How It Works#

This page describes the architecture and the internal flow of a single voice request through Smart Kiosk Assistant.

Architecture#

Smart Kiosk Assistant runs as five cooperating services on a single host. The browser captures microphone audio and uploads it to kiosk-core, which orchestrates speech-to-text, retrieval-augmented answer generation, and speech synthesis through three model-hosting microservices.

Smart Kiosk Assistant architecture

Components#

  • kiosk-ui — Gradio interface. Captures microphone audio via the Web Audio API and posts it to kiosk-core. Polls the session endpoint until answer text and generated audio are available, then plays the audio clips back in order.

  • kiosk-core — FastAPI session orchestrator. Owns the per-session state machine, forwards audio to audio-analyzer, sends the transcription to rag-service, and streams the generated answer sentence-by-sentence to text-to-speech.

  • audio-analyzer — OpenAI-compatible speech-to-text microservice built on Whisper and OpenVINO.

  • rag-service — Local retrieval-augmented generation microservice hosting a Qwen LLM, a BGE embedding model, and a BGE reranker, all on OpenVINO.

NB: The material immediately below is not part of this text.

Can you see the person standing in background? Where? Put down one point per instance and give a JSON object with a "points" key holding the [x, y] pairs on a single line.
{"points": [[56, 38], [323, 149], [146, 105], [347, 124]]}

  • text-to-speech — OpenVINO TTS microservice supporting SpeechT5 and Qwen-TTS.

kiosk-core and kiosk-ui host no models. All inference happens inside the three model-hosting services.

Request Flow#

  1. Capture — The browser records a microphone utterance and uploads it to kiosk-core as a WAV file along with session parameters.

  2. Session startkiosk-core creates a session, returns the session_id immediately, and runs the rest of the pipeline in the background. The UI polls GET /api/v1/sessions/{session_id} to track progress.

  3. Speech-to-textkiosk-core chunks the upload at silence boundaries and forwards each chunk to audio-analyzer. The combined transcript is appended to the session snapshot.

  4. Retrieval-augmented answer — When the user has finished speaking (silence timeout or max-duration reached), kiosk-core sends the transcript and recent conversation history to rag-service. rag-service:

    • embeds the question with the BGE embedding model,

    • retrieves candidate chunks from Chroma,

    • optionally reranks them with the BGE cross-encoder,

    • prompts the Qwen LLM with the retrieved context, and

    • streams the answer back token-by-token.

  5. Speech synthesis — As kiosk-core receives the answer stream, it splits the text into sentences and posts each sentence to text-to-speech. The generated WAV files are written to the shared generated_audio/ volume and recorded in the session snapshot.

  6. Playback — The browser UI sees new tts_audio_segments in the session snapshot, downloads them from kiosk-core, and plays them sequentially.

See the Configuration guide for environment variables, model selection, and per-service device fields.